学校歯科検診を難しくしている要件は多くあります。
① ライトが暗い。
②一人あたりの時間が短か過ぎる。
③パイプいすに座って向い合せ(私の担当の学校)では、上顎の歯が見えない。(健診ポジションの不良)
④唾液が泡状に歯に付着している場合など、これを飛ばすエアーシリンジが無い。
⑤レントゲンが無い為、歯と歯の間の虫歯が見落とされやすい。
(⑥ほとんどの学校が器具の滅菌をせずに煮沸(お湯でグラグラ煮る消毒)である。)
戦後間もない頃にはスクリーニングとしてある一定の役割があったかと思いますが、ほとんどの自治体で中学生までの医院での治療費が無償化されている現在の環境下では、学校歯科健診自体が形骸化しているように思います。
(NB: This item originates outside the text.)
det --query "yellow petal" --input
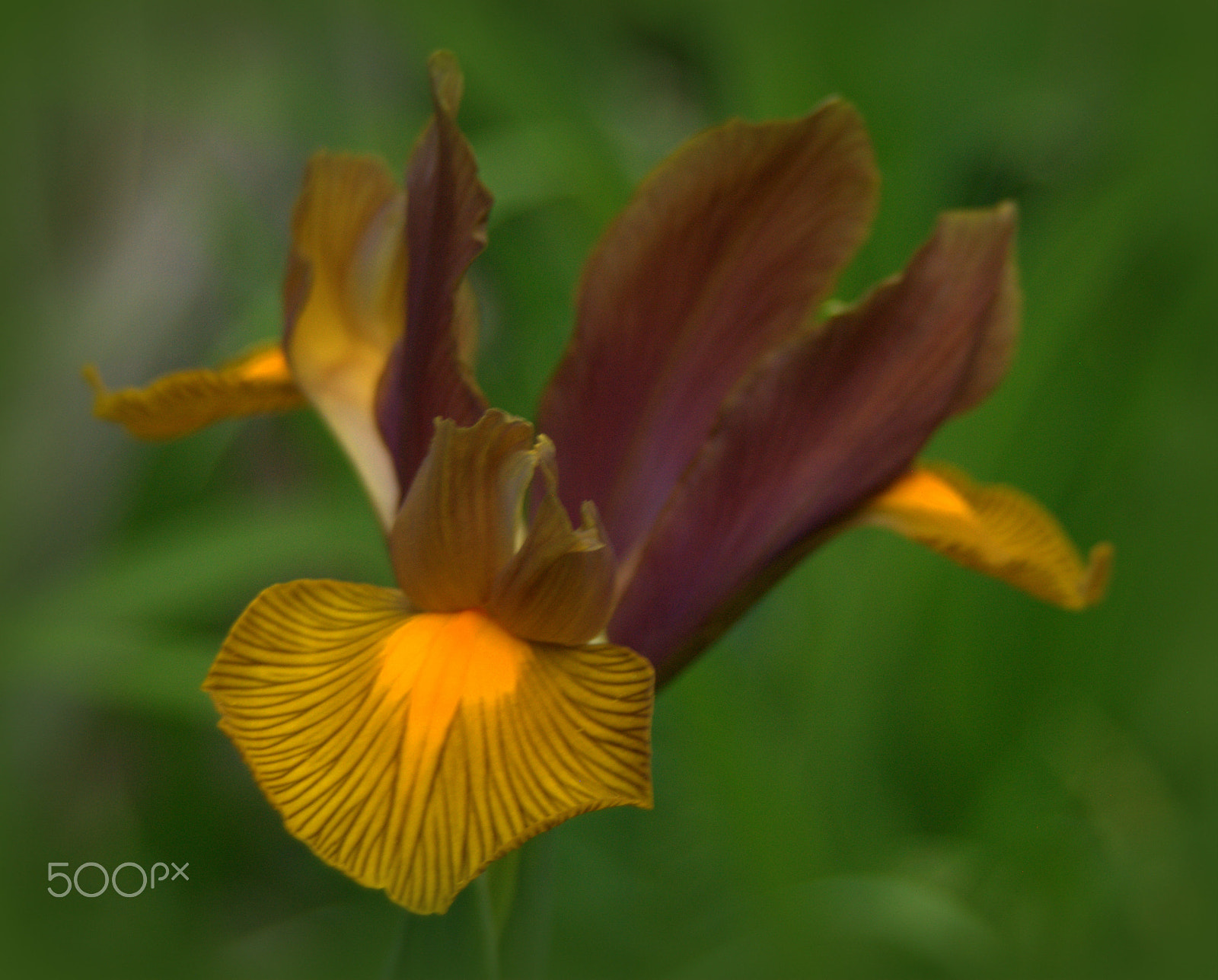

その様な矛盾を胸にしまい、①の対策としてLEDヘッドライトをつけ、④の対策としてスプレー式のエアーダスターを自前で持ち込み、出来る限り確度の高い健診を心がけてはおりますが、⑤のレントゲンが無いのは決定的に不利であります。
ちなみに、⑥に対しましては当院のオートクレーブ(高圧蒸気滅菌器)で全ての器具を無償で滅菌して差し上げております。
しかし、虫歯の最も発生しやすい歯と歯の間の初期虫歯をレントゲン無しで短時間に精査するのは、ほぼ無理でありましょう。
従いまして、「私は、学校の歯科健診で一度も虫歯と言われた事が無いの」と胸を張っているお子さんのレントゲンを撮影すると、歯と歯の間に多数の虫歯が確認される事はいまだに多く経験いたします。
もちろん学校歯科検診が全く無駄だとは思いませんが(でも、税金は有効に活用して)、あまり過信せずに少なくとも年2回位は歯科医院での健診を受けられた方が絶対に得策であると考えております。
以上、「学校歯科健診だけでは不十分!」のお話でした。